2004-08-24
華氏911を観た

華氏911を観た。

小泉首相にとっては「偏った映画」らしいが、すべてが事実と認
識。生意気口をたたけば、この映画で紹介されている、イラク攻
撃の真相について、アフガン侵攻については、このホームページ
では既に紹介させていただいている。映画を観た多くの人達が、
「こんな事実を初めて知った」という感想を口にしているが、同
時に、「他にも知らされていないことはまだまだ沢山あるのでは
ないか」と疑いの目を持ってあらゆる国際紛争を考えて頂ければ
と思う。
※「はじめに」アメリカのイラク攻撃・・・本当の理由を検証
するイラク派遣決定に際し

この映画は、反戦映画ではない。事実を事実として伝えない覇権
国家政府、啓蒙主義国家、事実を伝えぬメディアに対する挑戦状
である。

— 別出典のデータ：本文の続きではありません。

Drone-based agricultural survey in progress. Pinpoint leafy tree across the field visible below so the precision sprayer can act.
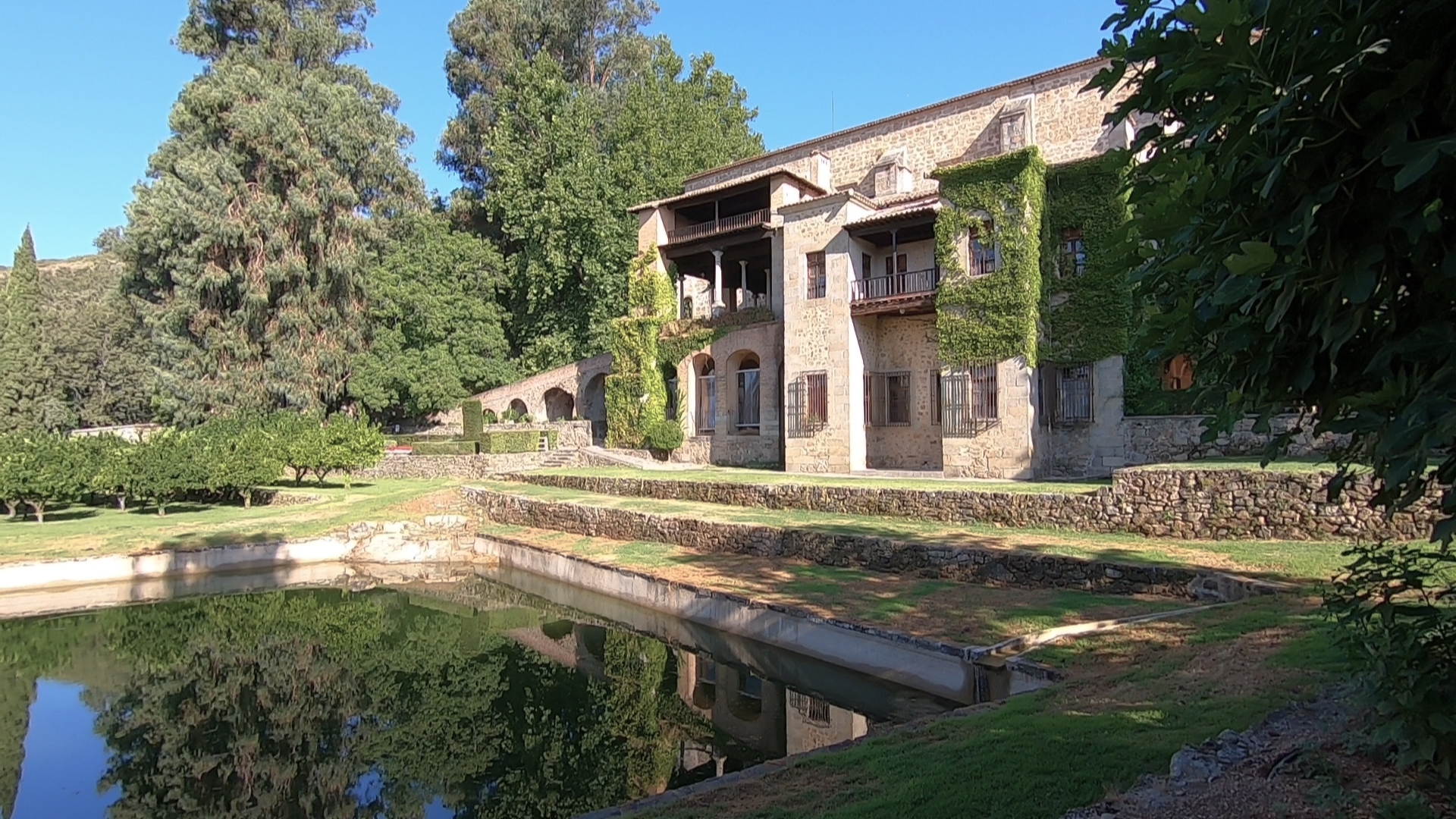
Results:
[0,228,70,431]
[350,213,517,419]
[196,416,282,509]
[1095,0,1456,774]
[127,430,209,517]
[6,433,89,523]
[121,0,422,422]
[441,7,763,370]
[440,0,657,192]
[313,413,384,487]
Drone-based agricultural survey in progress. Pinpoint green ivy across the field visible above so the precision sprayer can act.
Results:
[934,146,1046,364]
[1038,152,1133,364]
[606,248,682,449]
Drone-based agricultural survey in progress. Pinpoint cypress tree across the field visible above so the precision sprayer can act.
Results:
[0,228,67,433]
[119,0,424,422]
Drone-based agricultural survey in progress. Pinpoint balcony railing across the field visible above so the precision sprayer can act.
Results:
[849,267,940,302]
[667,209,770,245]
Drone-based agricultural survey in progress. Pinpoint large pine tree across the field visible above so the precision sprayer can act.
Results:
[0,228,70,431]
[121,0,422,422]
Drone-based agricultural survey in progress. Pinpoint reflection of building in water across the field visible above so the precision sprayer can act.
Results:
[677,650,869,773]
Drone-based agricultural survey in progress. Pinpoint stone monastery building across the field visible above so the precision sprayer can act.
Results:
[482,58,1281,478]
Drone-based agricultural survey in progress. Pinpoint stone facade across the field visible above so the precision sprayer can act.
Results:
[516,468,1440,541]
[463,487,1276,601]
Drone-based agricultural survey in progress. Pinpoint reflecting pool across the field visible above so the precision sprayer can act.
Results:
[0,574,978,819]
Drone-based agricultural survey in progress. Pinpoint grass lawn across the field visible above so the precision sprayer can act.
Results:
[518,466,1112,494]
[479,522,1190,645]
[644,596,1339,819]
[473,481,1345,583]
[0,479,460,563]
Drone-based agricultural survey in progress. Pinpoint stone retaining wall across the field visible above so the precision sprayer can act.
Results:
[511,468,1440,541]
[354,449,576,481]
[463,487,1277,601]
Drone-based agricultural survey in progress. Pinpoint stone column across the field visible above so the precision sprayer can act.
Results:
[714,251,723,309]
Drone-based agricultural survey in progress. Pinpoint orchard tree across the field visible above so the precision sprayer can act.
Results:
[350,213,517,419]
[1094,0,1456,775]
[119,0,422,422]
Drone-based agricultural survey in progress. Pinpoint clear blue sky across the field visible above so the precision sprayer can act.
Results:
[0,0,1116,258]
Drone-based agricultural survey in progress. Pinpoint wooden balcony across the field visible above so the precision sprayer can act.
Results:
[667,209,770,245]
[849,267,940,316]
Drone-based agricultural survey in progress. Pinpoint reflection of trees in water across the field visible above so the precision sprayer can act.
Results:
[96,640,370,819]
[0,592,725,819]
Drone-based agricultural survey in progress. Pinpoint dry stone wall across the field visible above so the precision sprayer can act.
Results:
[513,468,1439,541]
[463,487,1279,601]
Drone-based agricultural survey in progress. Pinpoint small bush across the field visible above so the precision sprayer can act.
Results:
[460,398,485,440]
[410,440,481,456]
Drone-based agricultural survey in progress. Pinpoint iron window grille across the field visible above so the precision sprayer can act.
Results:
[939,364,1000,438]
[970,220,1000,278]
[804,251,828,299]
[783,373,828,438]
[789,688,830,727]
[864,373,910,427]
[1051,364,1092,424]
[1057,228,1087,278]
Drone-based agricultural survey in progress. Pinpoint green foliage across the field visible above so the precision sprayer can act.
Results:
[460,398,485,440]
[1094,0,1456,774]
[195,417,282,509]
[127,430,209,517]
[119,0,424,422]
[1325,544,1456,778]
[1038,152,1133,364]
[350,213,519,419]
[935,146,1046,364]
[410,440,481,456]
[0,228,71,433]
[481,430,560,455]
[441,0,763,372]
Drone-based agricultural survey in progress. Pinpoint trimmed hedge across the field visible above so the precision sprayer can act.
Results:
[410,440,481,456]
[481,430,560,455]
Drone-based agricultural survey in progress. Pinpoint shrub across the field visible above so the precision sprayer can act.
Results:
[460,398,485,440]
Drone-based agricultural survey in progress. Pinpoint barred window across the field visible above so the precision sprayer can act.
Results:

そして、国民の国家への忠義を悪用する帝国主義への辛
辣なまでの批判、そろそろ気づき始めたアメリカ国民の怒りがス
トレートに伝わってくる。

愛息をイラクで亡くした母親は、毎日星条旗を掲げ、国家に忠誠
を誓い、今自分の命があるのは彼らのお陰と、過去の大戦で命を
落とした英霊に感謝をするシーンがあった。決して戦争を根底か
ら否定するものではなかった。問題は、この戦争が本当に必要で
あったかである。ブッシュの石油利権確保という個人的侵攻のた
めに国軍が使われている。国家の為と命を落とした彼らの命は誰
の為に使われたのか。国家の為か、私利私欲のためなのか。その
核心がノンフィクションとして紹介されている。

また、民間人が如何に多く巻き添えとなっていることか。軍人が
民間人を平気で死に至らしめ、別になんとも思わない。この惨事
は戦争と呼べるものですらない。完全に狂っているアメリカが見
て取れる。

「兵士が胸を張って戦争へ行けるのは国家との信頼があるから。
しかし、今回の戦争にはその信頼がない」というメッセージが感
じ取れる。アメリカの一極集中主義が完全に国家をも狂わせてし
まった。

繰り返すが、この映画は反戦映画ではない。しかし、日本国内で
は、単なる反戦映画と紹介するメディアが存在する。それもま
た、マイケルムーア監督が指摘するところの「情報操作」であ
る。騙されてはいけない。その為にも、是非鑑賞されることをお
勧めする。

※ムーアが紹介している、「カルザイ」、「ハリバートン」、
「ユノカル」、「マーティン」等。多くのアメリカ国民がこれら
がどういう人物、企業であるのかを、つい最近まで知らなかった
としたならば、事は深刻である。それは日本国民も同じこと。